Nadia Whittome is the UK’s youngest MP. Her response to the coronavirus (Covid-19) crisis sets a powerful example for her parliamentary colleagues.
Before entering parliament, Whittome was a care worker. Amid the coronavirus pandemic, she’s returning to the job part-time. She’ll donate her salary from this role to a local coronavirus support fund.
Whittome will be making food and feeding people at a retirement village in Nottingham from 24 March. With retraining, she’ll also administer medication.
As the BBC reported, she highlighted that:
Social care is in absolute crisis…
I’m worried it is going to mean that the social care system is going to fall apart at the seams – so I’m pitching in.

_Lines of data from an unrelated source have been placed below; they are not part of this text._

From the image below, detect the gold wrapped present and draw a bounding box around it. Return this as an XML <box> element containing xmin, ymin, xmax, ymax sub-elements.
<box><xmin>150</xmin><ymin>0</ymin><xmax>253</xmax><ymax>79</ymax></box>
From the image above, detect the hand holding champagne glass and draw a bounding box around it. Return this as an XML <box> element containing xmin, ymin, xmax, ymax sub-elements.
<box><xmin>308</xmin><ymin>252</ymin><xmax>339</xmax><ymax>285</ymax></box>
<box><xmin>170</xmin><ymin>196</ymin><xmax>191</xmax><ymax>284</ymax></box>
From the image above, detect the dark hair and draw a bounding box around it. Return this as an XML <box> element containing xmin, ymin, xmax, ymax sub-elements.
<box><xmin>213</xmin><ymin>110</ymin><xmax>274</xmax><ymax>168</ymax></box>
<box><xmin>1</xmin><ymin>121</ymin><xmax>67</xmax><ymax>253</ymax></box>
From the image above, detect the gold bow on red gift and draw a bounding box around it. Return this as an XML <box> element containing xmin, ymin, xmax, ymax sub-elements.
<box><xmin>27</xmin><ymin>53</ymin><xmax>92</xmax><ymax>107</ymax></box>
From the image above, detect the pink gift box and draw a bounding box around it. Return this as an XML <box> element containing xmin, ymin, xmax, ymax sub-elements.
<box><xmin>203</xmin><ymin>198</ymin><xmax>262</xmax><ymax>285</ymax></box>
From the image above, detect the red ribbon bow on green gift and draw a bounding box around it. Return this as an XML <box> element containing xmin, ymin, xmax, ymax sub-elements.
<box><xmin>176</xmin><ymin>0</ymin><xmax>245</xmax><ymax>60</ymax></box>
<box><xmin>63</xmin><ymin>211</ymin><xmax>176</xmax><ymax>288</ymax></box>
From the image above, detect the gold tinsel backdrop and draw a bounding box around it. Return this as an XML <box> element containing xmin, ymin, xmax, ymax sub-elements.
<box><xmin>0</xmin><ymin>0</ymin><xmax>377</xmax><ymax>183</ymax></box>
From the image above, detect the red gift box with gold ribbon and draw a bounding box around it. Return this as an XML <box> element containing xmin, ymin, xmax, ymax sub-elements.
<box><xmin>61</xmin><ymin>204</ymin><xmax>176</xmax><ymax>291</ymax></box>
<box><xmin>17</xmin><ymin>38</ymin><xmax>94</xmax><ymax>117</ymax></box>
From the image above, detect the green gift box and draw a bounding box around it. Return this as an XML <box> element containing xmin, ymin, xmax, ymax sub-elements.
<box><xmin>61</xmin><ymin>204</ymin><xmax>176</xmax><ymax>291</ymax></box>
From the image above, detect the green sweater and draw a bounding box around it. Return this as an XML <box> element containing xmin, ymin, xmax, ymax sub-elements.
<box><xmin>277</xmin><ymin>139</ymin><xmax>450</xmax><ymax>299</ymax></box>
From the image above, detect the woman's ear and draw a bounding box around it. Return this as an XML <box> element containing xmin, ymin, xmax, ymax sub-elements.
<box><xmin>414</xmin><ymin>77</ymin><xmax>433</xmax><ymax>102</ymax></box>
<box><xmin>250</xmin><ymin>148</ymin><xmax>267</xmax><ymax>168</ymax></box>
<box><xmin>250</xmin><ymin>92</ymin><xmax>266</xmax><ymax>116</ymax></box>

Joining Britain’s key workers during the crisis
Just a few weeks ago, home secretary Priti Patel was labelling some of the workers who are key to keeping the country going right now as “low-skilled“. Even a Tory MP has now questioned this, saying “many people that we consider to be low skilled are actually pretty crucial to the smooth running of our country and are in fact recognised key workers”. As Whittome announced she was returning to care work, she also stressed that:
The same people Priti Patel labelled as ‘not skilled’ are keeping the country afloat.
The government is not going far or fast enough to stop the spread, and #CoronavirusBillUK risks worsening the social care crisis.
— Nadia Whittome MP (@NadiaWhittomeMP) March 23, 2020
Meanwhile, the MP insisted:
Care workers work tirelessly to support communities, yet rarely receive recognition and pay that reflects their contribution.
She hopes that her return to her former job will help to “give profile and recognition to the workers responsible for the dignity, well-being, and health of so many”.
‘Protect self-employed and precarious workers’
Whittome has also joined increasingly prominent calls recently to introduce a universal basic income (UBI) to deal with the coronavirus crisis. This would see governments give all citizens a regular amount of money to cover essential living costs. She and around 170 parliamentary colleagues called for UBI in a recent letter, stressing that it “would protect self-employed workers and those in precarious employment”.
— Nadia Whittome MP (@NadiaWhittomeMP) March 20, 2020
Others have also highlighted the dangerously large difference in government protections for employed and self-employed people:
All workers – both employed and self-employed – should have their wages protected. pic.twitter.com/Tk46tjXFyh
— TradesUnionCongress (@The_TUC) March 24, 2020
Even the Health Secretary, Matt Hancock, admitted he couldn't survive on £94 a week Statutory Sick Pay that self-employed people are supposed to live on.
The government is protecting incomes for employees.
It must do the same for self-employed, agency and zero hours workers.
— Jeremy Corbyn (@jeremycorbyn) March 24, 2020
Standing up for workers
At a time of crisis, it would be easy for MPs and others to focus primarily on protecting themselves. But Whittome has set an impressive example for her colleagues by going back onto the frontline and standing up for low-paid workers. And this is exactly the kind of solidarity and community spirit that Britain so desperately needs right now.